From Chart of the Day:
With third-quarter earnings largely in the books (96% of S&P 500 companies have reported for Q3 2010), today's chart provides some long-term perspective to the current earnings environment by focusing on 12-month, as reported S&P 500 earnings. Today's chart illustrates how earnings declined over 92% from its Q3 2007 peak to Q1 2009 low which brought inflation-adjusted earnings to near Great Depression lows. Since its Q1 2009 low, S&P 500 earnings have surged (up over 900%) and have just crossed above a level that occurred at the peak of the dot-com bubble. In fact, earnings have only been higher than current levels for a 29-month stretch that occurred at the tail end of the credit bubble.

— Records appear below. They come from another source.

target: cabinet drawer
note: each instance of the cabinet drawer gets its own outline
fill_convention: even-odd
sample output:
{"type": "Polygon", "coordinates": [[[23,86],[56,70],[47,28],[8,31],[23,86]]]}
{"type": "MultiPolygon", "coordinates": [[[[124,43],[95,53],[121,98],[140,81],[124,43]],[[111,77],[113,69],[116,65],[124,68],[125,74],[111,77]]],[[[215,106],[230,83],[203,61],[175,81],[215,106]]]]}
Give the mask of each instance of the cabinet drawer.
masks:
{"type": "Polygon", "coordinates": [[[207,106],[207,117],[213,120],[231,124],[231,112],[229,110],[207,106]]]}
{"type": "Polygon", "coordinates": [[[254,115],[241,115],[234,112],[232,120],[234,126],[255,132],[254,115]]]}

My comment: Earnings for next year in the S&P 500 are starting to look like they will be somewhere between $90-95 dollars per share. If we take a midpoint number of say $92 then S&P valuation is likely anywhere from 1200 {13 times that number} to 1425 {roughly 16x S&P estimates for 2011}. The latter may be too aggressive but it is possible to think of a year end 2011 target of between 1350 and 1400. That is a possible 11-17% price appreciation potential for next year. Not saying it will happen but it is an indication of what current estimates suggest could occur!
*Long ETFs related to the S&P 500 in client and personal accounts.